Why should there be border restrictions for tens of thousands of holidaymakers who head northto spend the summer months in Jordan or further on in Syria and Lebanon? And why should the desire of the people of the northern countries to move south for pilgrimage, exploration or tourism be restricted by complex visa processes and border delays?
If Arab countries have now started to realise the value of togetherness, we should try to make the best out of this historic opportunity. We should see the European example as the right model for gradual unification. It took Europe over half a century to reach the advanced stage of unification it witnesses today, and the process is still far from complete.
We, in the Arab world, have more in common than Europeans do. The barriers that have been separating us could not hold the strong trends of people to interactively communicate nor their eagerness for linkage. The trend is against barriers and we should start to prepare for a fast globalised, borderless world community. We need also to comprehend the meaning of the Gulf offer that, apparently, is not limited to Jordan but includes distant Morocco as well. One hopes the circulating explanation that the offer is deliberately made to monarchies is incorrect. The last we need is to divide the Arab world into monarchies and others. Such approach would make of the Gulf offer a divisive rather than a constructive step towards more unification.
When the Gulf Cooperation Council was created three decades ago, there were serious concerns that the step would weaken, even undo, the Arab League. Such concerns were further enhanced by the creation, the following years, of two more Arab regional groupings. One was the Arab Cooperation Council made up of Egypt, Iraq, Jordan and Yemen, which quickly fell apart with the Iraqi invasion of Kuwait in 1990. The other was the Maghreb Cooperation Council, which barely exists in theory.
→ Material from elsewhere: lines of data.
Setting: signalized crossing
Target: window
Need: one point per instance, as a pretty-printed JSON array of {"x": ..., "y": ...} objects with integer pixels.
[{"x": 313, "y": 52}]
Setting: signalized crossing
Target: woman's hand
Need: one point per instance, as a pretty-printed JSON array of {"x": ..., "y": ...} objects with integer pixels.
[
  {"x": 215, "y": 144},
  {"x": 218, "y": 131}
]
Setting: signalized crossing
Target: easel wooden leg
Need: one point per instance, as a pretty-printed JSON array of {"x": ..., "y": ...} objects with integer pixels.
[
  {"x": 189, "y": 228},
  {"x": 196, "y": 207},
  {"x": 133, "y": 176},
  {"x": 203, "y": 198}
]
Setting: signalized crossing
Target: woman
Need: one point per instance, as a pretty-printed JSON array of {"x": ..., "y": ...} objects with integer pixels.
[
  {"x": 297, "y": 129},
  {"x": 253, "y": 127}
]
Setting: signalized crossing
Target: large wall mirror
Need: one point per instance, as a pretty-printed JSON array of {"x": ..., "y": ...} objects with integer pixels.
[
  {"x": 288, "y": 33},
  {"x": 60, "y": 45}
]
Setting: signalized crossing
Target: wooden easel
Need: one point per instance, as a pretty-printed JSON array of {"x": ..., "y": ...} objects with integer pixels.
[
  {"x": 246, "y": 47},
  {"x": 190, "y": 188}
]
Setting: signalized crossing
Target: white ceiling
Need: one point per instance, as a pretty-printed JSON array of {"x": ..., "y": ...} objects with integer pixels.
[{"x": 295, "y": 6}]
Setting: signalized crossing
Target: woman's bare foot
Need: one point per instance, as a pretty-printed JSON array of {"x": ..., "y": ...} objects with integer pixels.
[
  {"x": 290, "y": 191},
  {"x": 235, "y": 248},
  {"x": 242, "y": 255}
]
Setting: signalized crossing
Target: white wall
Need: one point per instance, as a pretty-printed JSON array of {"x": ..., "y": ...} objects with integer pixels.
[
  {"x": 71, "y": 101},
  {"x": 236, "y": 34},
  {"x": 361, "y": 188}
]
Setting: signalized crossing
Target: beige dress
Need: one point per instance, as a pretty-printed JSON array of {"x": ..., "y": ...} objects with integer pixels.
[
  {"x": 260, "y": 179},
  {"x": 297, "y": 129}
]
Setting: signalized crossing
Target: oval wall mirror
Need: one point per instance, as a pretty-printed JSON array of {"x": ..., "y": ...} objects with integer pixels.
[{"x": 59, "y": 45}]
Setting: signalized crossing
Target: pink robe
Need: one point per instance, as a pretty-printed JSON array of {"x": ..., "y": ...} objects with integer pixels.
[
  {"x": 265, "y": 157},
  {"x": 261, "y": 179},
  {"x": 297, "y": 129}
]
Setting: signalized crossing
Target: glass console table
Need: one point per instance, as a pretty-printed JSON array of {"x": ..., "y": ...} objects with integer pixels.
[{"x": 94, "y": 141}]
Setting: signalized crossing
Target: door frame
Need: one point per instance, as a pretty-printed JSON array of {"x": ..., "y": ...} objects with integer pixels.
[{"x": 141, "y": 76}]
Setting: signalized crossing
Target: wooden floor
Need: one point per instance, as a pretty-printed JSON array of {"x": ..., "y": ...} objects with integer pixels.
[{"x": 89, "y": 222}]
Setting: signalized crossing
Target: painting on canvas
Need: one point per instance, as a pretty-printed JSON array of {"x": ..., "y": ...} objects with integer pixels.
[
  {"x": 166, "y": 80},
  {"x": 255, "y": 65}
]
While it may make some sense for the countries that are geographically connected to seek unification as an initial phase within a larger scheme towards total unity, it sounds unrealistic to ignore geography and compatibility.
Apparently, it was not only Jordanians that were taken by surprise by the Gulf leaders’ offer; Gulf countries and peoples were stunned as well.
The controversy is fast picking up and so is the debate. Even before the envisaged formal negotiations have the chance to start, manifestations of discontent are apparent in some Gulf countries.
The road ahead looks long and bumpy. The end result is by no means certain. It may be tempting to be optimistic at a very promising prospect, and yet it may be wise to match optimism with some caution.